Me dirigí hacia ella, y cuando oyó mis pasos se volvió llevándose una mano al corazón, y abriendo la boca, pero sin articular una sola palabra. Me senté y le expliqué que mi avión se había retrasado y ella se llevó una temblorosa mano a la boca.

—He..., he quedado tan tremendamente espantada cuando le he visto. Pensé que su avión había capotado y usted estaba muerto... Fue terrible. Fue tan sorprendente verle de repente a usted aquí. Ahora..., ahora ya me encuentro mejor.

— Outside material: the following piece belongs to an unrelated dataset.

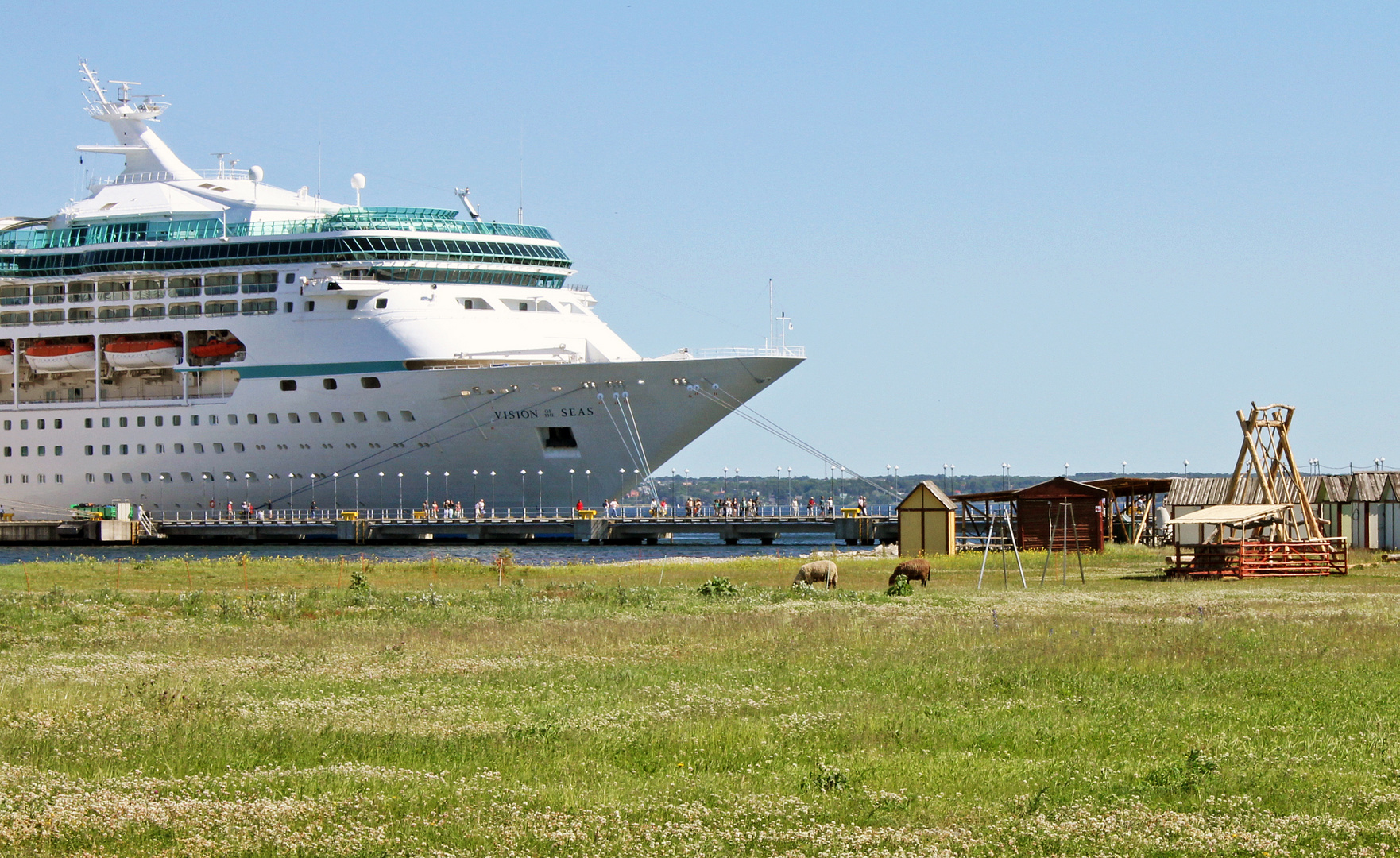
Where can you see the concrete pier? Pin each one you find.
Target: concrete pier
(362, 531)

Sus ojos volvieron a tornarse completamente oscuros. La corriente centelleaba a la luz, había muchos barcos ese día sobre el Rhin. Yo le dije:

—Usted ha venido aquí.

—Sí.

—Estaba pensando siempre en usted.

—No.

Me incliné y besé su mano.

—Por favor, no haga esto.

Me enderecé.

—¿Cuándo sale su avión?

—A las seis.

—Son las cuatro. Si le llevo, tenemos todavía una hora.

—¿Quiere usted acompañarme de nuevo al aeropuerto?

Asintió en silencio.

Fui a despedir al taxi y, cuando volví a su mesa, encontré al hombre de los blancos pantalones y de la blanca camisa. Iba también sin afeitar y me reconoció en seguida.

—Un momentito, señor. Las bebidas ya están en camino.

Nina me explicó tímidamente:

—He encargado algo para beber. Piense usted. El viejo tiene whisky. Y nevera.

—Magnífico —dije—. Beberemos whisky con hielo y seltz, los cubitos de hielo tintinearon en el cristal de los vasos que se llenará de gotitas de agua por el exterior, y nosotros estaremos sentados al sol mirándonos durante una hora entera.

—Es una locura.

—¿Qué es una locura?

—Todo lo que sucede. Su avión. El whisky. Todo.